A insígnia já tem várias iniciativas em termos de redução do sal e o responsável recorda a presença de sopas sem sal entre os produtos take away da marca, assim como que vários produtos que já foram alvo de uma diminuição deste ingrediente, como o pão (meio sal e sem sal), embora as vendas desse produto ainda não justifiquem o investimento realizado. “São produtos que não têm grande venda ainda, mas vão ter, e nós insistimos mesmo a perder dinheiro“, acrescentou. Por outro lado, as vendas de alimentos sem glúten duplicaram, as sem lactose triplicaram e as dos produtos biológicos quadruplicaram nos últimos quatro anos.

Pedro Soares dos Santos revelou ainda que o Pingo Doce vai investir num laboratório que vai permitir fazer o “tracking” de todo o ADN dos alimentos utilizados nos produtos de marca própria.

O objetivo da iniciativa “Menos Sal Portugal” é reduzir para metade a dose diária de sal que é consumida pelos portugueses. Da dose diária de sal recomendada pela Organização Mundial de Saúde, que é de cinco gramas, os consumidores portugueses consomem o dobro (10,7 gramas). O excesso do consumo de sal é responsável por doenças como AVC, a principal causa de morte em Portugal, cancro do estômago, obesidade e hipertensão. A adoção da dose recomendada reduz em 23% o risco de AVC.

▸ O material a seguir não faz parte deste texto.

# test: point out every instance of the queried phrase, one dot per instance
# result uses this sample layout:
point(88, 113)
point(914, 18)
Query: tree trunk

A iniciativa “Menos Sal Portugal” terá início com a realização de um estudo científico em Portugal, coordenada pelos investigadores Conceição Calhau e Jorge Polónia. Através do recrutamento de 500 voluntários, a equipa de investigação vai, ao longo de 12 semanas, gerir um programa de educação alimentar que visa a redução do consumo do sal, sendo acompanhados e orientados por equipas especializadas. O estudo irá avaliar o impacto destas alterações na saúde dos participantes e, consequentemente, na saúde do portugueses.